La perspective d’une hausse des taux en Grande-Bretagne semble s'éloigner
Le chef économiste de la Banque d’Angleterre (BoE) a déclaré que les taux pourraient rester bas plus longtemps qu’il ne l’attendait. Compte tenu de l’évolution des perspectives économiques, notamment en zone euro, plusieurs économistes ont repoussé leur prévision de resserrement de la politique monétaire.

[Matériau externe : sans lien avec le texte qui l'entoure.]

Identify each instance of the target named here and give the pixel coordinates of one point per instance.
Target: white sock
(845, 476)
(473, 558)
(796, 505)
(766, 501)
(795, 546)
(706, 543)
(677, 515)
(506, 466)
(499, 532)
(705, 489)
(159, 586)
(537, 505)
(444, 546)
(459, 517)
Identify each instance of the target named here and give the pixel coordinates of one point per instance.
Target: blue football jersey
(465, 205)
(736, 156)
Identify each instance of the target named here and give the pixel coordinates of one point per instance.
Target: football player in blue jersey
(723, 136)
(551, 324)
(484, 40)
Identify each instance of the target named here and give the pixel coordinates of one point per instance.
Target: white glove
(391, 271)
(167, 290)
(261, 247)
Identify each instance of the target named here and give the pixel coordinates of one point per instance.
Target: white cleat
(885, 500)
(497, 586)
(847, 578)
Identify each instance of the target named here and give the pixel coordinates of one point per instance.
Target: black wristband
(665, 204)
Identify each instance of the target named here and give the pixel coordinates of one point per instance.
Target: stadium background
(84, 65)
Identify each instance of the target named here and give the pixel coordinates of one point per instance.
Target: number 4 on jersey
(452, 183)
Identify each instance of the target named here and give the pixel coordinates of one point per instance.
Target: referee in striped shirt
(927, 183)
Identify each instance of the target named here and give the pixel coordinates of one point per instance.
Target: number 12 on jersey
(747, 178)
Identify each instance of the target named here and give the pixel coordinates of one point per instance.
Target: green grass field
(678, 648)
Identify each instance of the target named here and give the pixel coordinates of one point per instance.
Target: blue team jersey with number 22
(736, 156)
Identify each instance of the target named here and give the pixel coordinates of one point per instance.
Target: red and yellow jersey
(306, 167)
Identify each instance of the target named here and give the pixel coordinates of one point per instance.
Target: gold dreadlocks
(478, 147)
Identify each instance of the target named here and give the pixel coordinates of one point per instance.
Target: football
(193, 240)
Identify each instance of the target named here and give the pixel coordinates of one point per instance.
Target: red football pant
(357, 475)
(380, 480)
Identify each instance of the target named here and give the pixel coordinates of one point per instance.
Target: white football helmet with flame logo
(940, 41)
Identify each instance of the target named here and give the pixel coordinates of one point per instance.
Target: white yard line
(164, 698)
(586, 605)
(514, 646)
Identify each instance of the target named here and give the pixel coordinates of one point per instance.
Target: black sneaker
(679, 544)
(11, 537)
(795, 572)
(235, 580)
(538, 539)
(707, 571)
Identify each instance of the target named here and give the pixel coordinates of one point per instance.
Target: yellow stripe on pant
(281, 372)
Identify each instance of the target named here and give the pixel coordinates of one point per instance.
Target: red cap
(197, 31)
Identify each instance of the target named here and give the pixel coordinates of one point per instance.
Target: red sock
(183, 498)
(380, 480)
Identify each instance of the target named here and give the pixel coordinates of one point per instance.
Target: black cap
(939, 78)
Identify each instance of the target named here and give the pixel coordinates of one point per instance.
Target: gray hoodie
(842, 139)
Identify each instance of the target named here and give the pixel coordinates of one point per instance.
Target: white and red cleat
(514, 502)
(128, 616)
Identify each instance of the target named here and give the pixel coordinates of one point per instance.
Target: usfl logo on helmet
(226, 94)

«Je suis plus pessimiste (gloomier)», a déclaré Andy Haldane, membre du comité de politique monétaire de la BoE lors d’une intervention vendredi dernier. «Les taux d’intérêts pourraient certainement rester plus bas plus longtemps que je ne l’avais anticipé il y a trois mois sans mettre en danger la cible d’inflation». Et l'économiste d’expliquer que son pessimisme est dû «à un ralentissement de la croissance mondiale, à un renforcement des risques géopolitiques et financiers et à la faiblesse des pressions inflationnistes émanant des salaires sur le plan domestique et des prix des matières premières sur le plan extérieur».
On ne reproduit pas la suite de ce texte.